Alternatives for optimal hormone replacement therapy
Climacteric 6(suppl 2): 11-16
Publication date: 2003
To satisfy the needs of women with a wide variety of different medical histories and preferences, a wide choice of various forms of hormone replacement therapy (HRT) is desirable. The potential long-term benefits of HRT, in terms of osteoporosis, cardiovascular disease and dementia, require good compliance, which in turn requires an HRT formulation that is highly acceptable. An absence of weight gain and lack of androgenic effects are of great importance, as are predictable bleeding and positive effects on postmenopausal symptoms and quality of life. HRT should be tailored to each woman's needs by the choice of appropriate estrogens and particularly a progestogen with a suitable pharmacological profile. An ideal progestogen should be targeted at preventing endometrial hyperplasia without opposing the effects of estrogen on the vessels. Several new progestogens have been synthesized in recent years.
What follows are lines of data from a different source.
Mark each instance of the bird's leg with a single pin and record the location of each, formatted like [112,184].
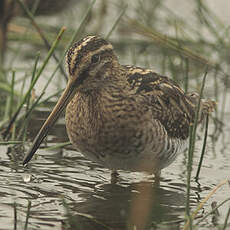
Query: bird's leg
[114,177]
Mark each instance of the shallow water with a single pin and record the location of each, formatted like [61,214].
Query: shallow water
[94,202]
[68,191]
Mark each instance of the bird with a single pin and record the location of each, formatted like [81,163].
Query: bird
[122,117]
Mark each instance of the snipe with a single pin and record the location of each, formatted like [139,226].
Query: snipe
[123,117]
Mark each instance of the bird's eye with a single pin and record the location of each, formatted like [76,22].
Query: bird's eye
[95,58]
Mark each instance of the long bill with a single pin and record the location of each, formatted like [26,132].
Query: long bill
[54,115]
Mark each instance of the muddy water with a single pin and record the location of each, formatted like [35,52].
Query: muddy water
[67,191]
[94,202]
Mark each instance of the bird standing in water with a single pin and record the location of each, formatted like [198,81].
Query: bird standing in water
[122,117]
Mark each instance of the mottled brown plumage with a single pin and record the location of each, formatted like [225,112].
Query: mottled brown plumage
[123,117]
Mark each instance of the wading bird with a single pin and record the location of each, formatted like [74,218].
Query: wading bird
[122,117]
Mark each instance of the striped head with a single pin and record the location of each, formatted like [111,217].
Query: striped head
[87,61]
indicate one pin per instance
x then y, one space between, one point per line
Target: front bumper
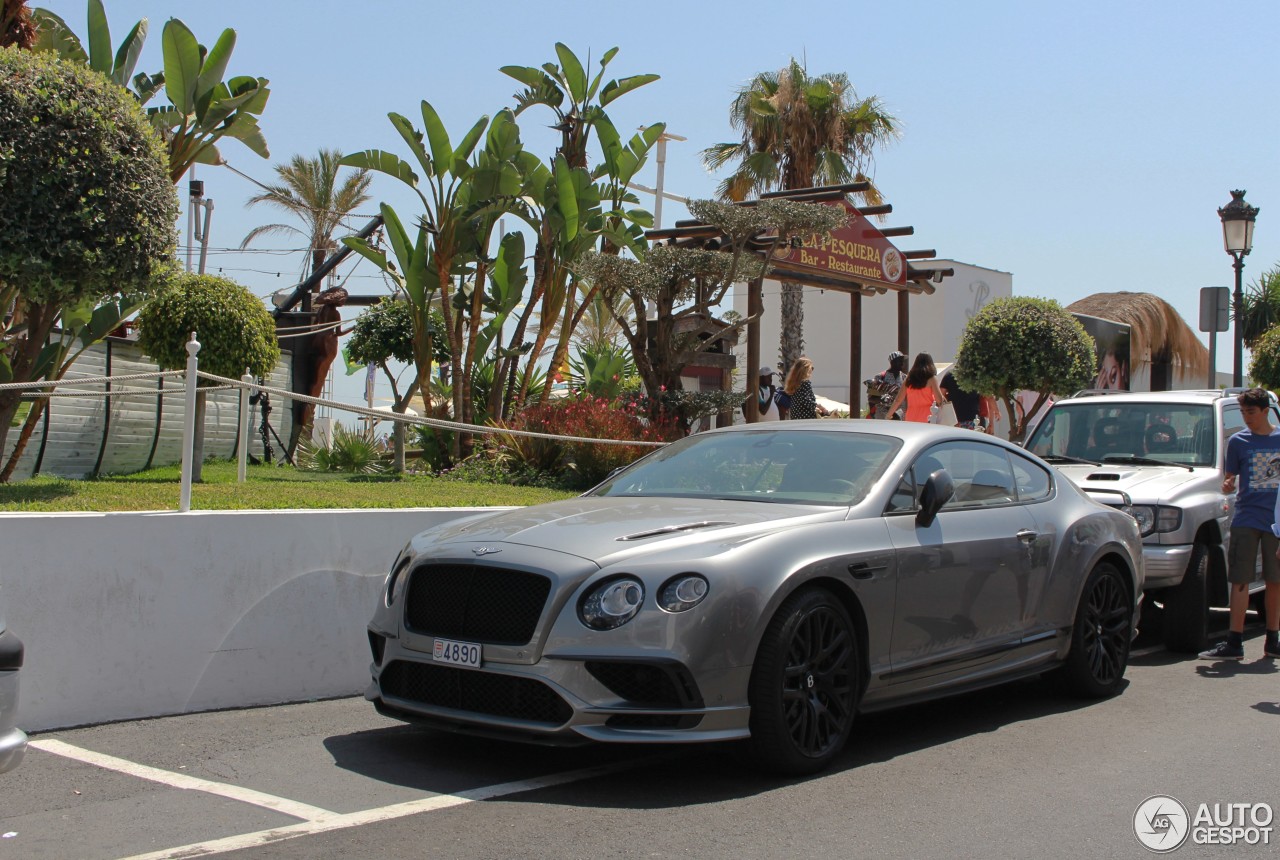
562 700
13 746
1165 565
13 741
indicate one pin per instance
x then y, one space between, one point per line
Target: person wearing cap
882 388
767 396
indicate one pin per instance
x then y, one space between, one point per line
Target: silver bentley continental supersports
764 582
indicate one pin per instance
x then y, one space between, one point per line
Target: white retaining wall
144 614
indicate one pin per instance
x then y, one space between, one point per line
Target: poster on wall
1111 346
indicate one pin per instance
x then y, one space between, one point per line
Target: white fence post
188 425
242 467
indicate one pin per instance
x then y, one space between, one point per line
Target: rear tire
1187 607
804 685
1100 636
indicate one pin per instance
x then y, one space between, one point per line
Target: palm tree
799 132
309 190
1260 307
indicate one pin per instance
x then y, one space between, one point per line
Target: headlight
612 603
1156 517
681 593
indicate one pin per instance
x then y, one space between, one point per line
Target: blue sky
1084 147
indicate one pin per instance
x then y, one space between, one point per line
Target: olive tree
234 329
384 333
87 210
1023 343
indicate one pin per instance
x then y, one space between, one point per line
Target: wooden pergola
856 259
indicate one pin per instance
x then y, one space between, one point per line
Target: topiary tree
233 326
385 332
1023 343
1265 365
87 210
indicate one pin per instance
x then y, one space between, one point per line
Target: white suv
1159 456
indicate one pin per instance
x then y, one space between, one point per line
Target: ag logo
1161 823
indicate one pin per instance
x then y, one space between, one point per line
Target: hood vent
671 530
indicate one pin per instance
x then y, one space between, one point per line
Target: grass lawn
268 488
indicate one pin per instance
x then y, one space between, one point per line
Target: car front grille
472 603
481 692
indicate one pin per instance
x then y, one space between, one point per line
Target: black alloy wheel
1100 639
804 685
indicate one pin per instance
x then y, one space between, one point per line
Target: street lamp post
1238 220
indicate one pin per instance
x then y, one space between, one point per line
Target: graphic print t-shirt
1256 461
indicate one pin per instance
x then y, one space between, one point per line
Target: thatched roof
1155 328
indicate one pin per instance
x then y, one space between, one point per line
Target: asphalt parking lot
1015 771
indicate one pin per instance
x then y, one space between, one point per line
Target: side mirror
937 492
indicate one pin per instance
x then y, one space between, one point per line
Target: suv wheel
1187 607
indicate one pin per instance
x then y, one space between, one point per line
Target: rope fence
247 385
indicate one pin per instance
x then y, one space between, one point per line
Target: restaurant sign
856 252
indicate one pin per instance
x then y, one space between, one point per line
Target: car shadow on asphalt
1232 668
672 776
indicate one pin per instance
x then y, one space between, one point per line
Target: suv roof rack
1088 392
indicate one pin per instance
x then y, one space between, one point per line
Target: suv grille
497 695
478 604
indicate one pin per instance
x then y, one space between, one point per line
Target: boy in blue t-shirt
1253 454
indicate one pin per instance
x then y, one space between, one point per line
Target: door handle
864 571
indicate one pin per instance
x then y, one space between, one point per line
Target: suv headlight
1155 517
612 603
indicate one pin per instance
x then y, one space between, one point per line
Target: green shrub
348 451
579 463
86 204
233 326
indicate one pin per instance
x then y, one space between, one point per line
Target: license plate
457 653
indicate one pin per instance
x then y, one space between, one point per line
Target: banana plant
82 324
576 101
54 35
202 106
415 278
202 109
444 236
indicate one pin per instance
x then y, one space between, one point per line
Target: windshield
796 467
1175 433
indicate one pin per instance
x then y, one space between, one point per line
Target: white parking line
380 814
183 781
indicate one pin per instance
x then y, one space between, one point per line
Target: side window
981 472
904 497
1032 481
1232 422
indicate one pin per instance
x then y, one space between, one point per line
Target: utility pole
659 195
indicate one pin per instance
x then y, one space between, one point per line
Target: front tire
1100 636
1187 607
804 685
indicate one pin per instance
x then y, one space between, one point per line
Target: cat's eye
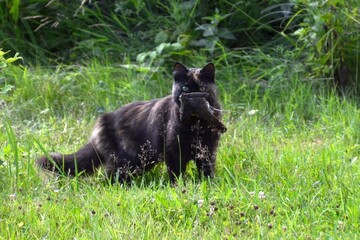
185 88
202 89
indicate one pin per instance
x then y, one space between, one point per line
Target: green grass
287 168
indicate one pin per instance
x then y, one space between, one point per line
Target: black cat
133 138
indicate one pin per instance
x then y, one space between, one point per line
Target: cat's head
194 80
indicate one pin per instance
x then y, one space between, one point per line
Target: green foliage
287 167
328 39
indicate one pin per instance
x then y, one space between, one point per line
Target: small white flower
262 195
12 196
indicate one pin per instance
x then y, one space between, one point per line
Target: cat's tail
87 159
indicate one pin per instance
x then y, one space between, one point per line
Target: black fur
133 138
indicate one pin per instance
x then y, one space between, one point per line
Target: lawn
288 166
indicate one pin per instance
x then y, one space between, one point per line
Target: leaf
209 29
225 33
10 60
6 89
199 43
161 47
161 37
187 5
141 57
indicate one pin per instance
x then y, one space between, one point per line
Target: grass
287 167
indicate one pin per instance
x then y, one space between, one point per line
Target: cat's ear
179 71
208 72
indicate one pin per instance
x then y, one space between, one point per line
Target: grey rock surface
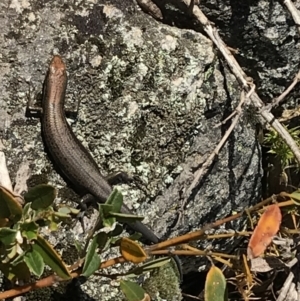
150 96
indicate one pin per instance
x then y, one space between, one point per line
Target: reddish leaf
267 227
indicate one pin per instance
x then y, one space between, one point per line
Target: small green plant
279 148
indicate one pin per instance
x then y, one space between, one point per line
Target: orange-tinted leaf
132 251
267 227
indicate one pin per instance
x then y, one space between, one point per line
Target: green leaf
10 206
132 291
78 246
126 218
41 196
51 258
92 259
8 236
35 262
30 230
215 285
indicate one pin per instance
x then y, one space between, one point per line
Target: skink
73 160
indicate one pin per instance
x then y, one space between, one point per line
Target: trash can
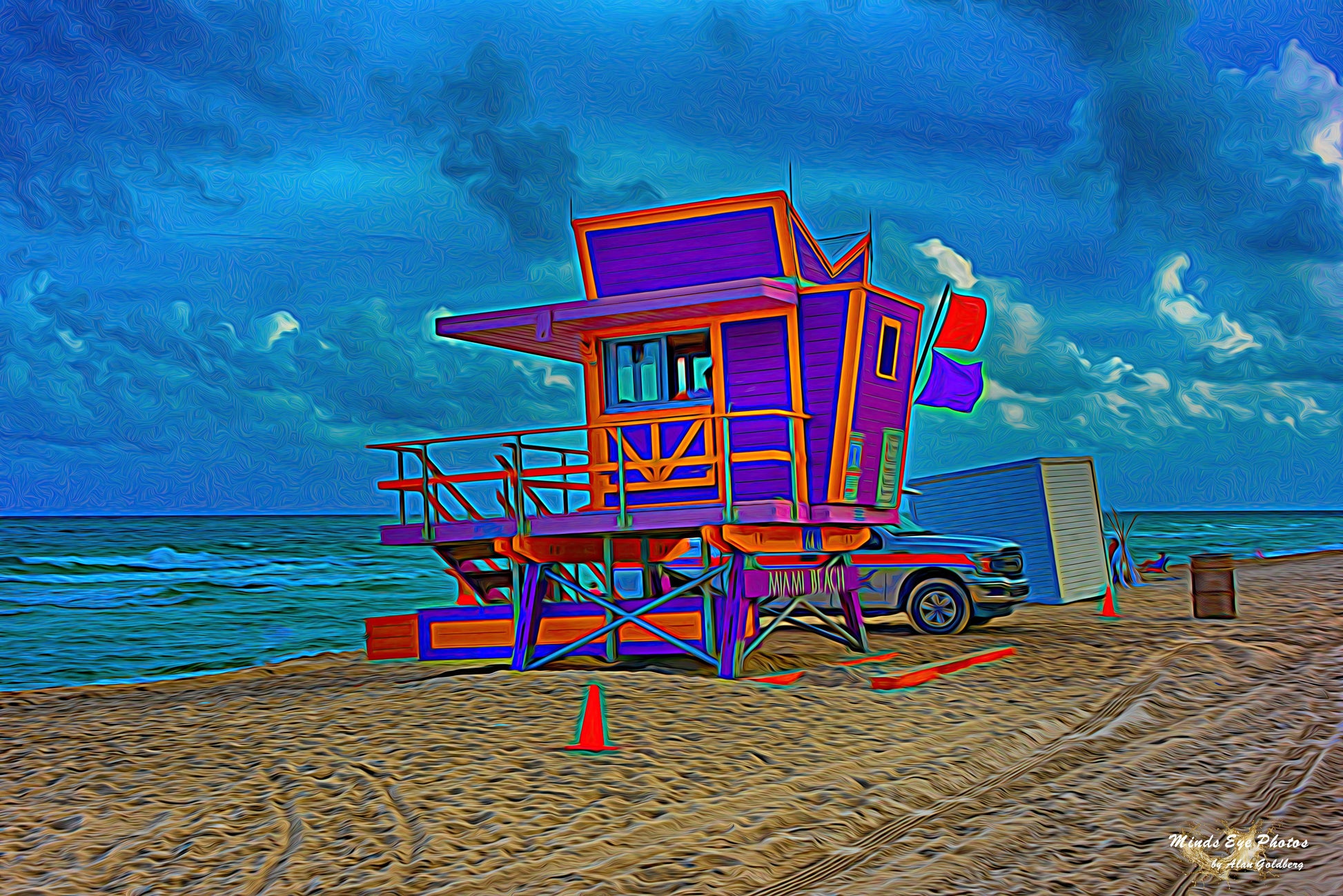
1213 584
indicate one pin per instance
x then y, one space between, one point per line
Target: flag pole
932 330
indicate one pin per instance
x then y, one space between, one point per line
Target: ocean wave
170 559
99 599
82 592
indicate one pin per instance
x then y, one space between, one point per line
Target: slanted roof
663 265
555 330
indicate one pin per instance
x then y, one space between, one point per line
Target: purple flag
952 384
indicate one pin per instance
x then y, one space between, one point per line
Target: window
651 370
888 349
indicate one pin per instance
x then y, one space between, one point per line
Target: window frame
881 344
610 401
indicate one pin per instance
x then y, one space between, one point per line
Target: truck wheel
939 606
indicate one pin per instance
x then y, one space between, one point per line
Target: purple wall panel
689 252
664 495
758 377
879 403
460 615
821 318
761 481
755 357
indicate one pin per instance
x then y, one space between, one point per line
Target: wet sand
1063 769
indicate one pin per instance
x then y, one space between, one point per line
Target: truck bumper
997 597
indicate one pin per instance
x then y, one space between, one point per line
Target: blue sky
228 226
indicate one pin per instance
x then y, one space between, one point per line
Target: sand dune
1063 769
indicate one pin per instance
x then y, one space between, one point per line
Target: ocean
128 599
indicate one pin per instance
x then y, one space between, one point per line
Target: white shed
1046 505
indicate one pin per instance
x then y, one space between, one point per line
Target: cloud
277 325
166 387
1219 337
99 102
948 263
522 170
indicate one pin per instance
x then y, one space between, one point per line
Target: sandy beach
1063 769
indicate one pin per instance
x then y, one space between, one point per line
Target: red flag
963 325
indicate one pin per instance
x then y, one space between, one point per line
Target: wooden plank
391 637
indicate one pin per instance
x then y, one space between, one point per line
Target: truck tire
939 606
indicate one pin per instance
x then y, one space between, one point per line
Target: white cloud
547 370
948 263
277 325
1219 337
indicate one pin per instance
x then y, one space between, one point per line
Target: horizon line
376 514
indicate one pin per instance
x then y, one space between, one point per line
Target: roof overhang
558 330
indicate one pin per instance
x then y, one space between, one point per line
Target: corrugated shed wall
1075 524
758 376
1002 502
821 322
688 252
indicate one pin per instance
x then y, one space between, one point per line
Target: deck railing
551 484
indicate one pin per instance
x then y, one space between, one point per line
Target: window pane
701 389
688 365
887 352
649 372
625 373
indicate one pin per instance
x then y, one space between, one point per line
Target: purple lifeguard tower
747 408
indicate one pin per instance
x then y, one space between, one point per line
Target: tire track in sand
1284 788
860 850
978 796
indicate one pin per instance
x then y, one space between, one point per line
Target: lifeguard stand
747 407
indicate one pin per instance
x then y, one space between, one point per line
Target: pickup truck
943 582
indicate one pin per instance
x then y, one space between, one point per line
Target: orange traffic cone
783 678
591 733
1108 608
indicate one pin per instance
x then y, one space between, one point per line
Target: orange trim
833 270
688 627
720 404
778 200
863 246
801 468
636 217
751 457
789 539
887 294
589 550
566 629
881 346
445 636
847 387
912 559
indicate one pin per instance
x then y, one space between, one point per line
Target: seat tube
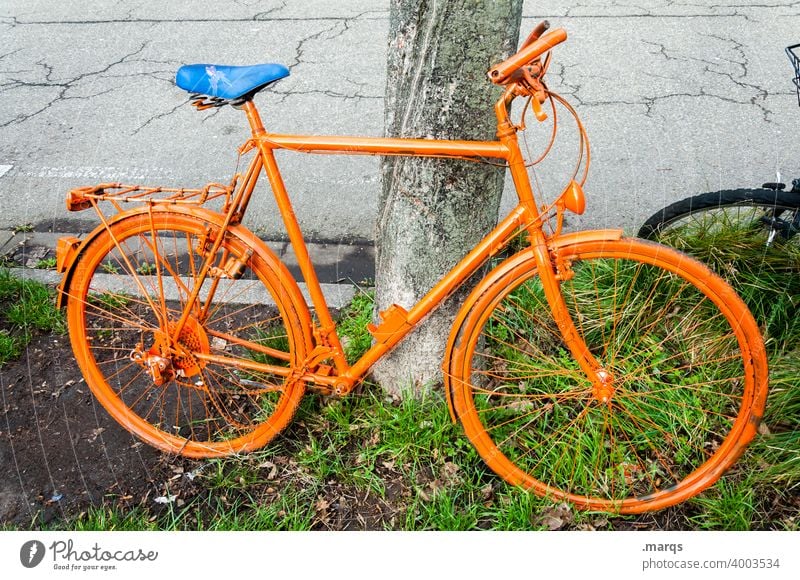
327 326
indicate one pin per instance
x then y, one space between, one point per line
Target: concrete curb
342 268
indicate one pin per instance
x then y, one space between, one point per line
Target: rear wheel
755 218
199 394
685 365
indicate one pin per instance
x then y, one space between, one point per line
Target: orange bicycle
613 373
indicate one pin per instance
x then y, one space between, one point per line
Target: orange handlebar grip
499 73
540 29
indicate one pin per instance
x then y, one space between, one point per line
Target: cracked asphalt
678 97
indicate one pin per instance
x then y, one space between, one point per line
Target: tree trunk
433 211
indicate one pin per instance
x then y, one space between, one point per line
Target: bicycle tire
689 368
700 205
131 283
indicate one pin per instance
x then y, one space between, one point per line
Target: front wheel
684 359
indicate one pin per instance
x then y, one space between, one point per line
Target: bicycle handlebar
500 73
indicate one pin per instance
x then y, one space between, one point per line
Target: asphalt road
678 98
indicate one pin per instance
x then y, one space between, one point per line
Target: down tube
488 247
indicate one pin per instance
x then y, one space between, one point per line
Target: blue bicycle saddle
228 82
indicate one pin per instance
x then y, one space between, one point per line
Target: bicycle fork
553 271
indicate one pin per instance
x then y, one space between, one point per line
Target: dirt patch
60 451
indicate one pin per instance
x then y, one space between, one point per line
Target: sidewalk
341 268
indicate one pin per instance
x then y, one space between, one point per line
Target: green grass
26 306
406 466
352 325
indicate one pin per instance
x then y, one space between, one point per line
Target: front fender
496 274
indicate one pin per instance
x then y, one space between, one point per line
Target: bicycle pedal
393 319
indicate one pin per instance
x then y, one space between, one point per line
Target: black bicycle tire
653 226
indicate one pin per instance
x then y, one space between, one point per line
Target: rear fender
71 251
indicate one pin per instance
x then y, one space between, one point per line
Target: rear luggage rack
791 51
83 198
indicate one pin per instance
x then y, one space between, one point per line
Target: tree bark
432 211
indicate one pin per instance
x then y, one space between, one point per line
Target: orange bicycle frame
397 322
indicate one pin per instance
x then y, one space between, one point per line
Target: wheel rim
121 322
640 449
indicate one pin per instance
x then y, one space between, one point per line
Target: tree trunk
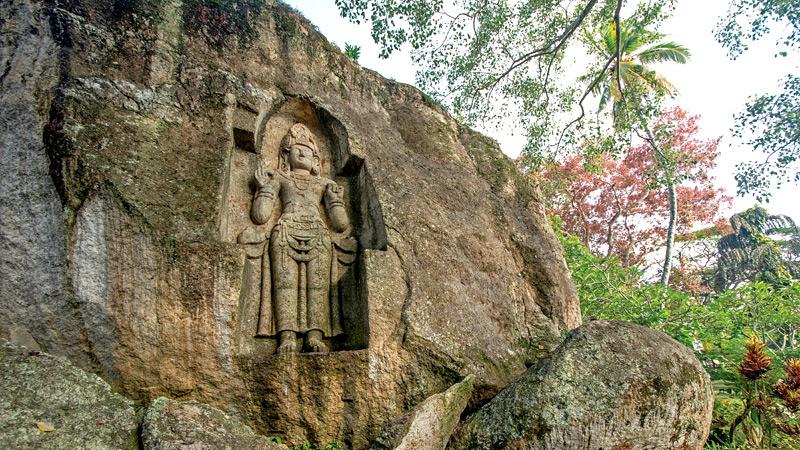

Dienogest, the progestogenic component of a new hormone replacement therapy with estradiol valerate, has many desirable features, including antiandrogenic properties; in this respect, it is unique amongst progestogens derived from testosterone. Tailored HRT should treat symptoms, minimize risk factors, meet personal preferences and lifestyle needs, and not be contraindicated for concomitant diseases. During the next decade, optimal HRT must match a number of trends, including an aging population, and is likely to be influenced by the outcome of major trials such as the Women's Health Initiative trial whose negative results will impact the prescriptions, the advent of new compounds-particularly the selective estrogen receptor modulators and progestogen receptor modulators-and the introduction of new methods of delivery, including vaginal rings and medicated intrauterine systems.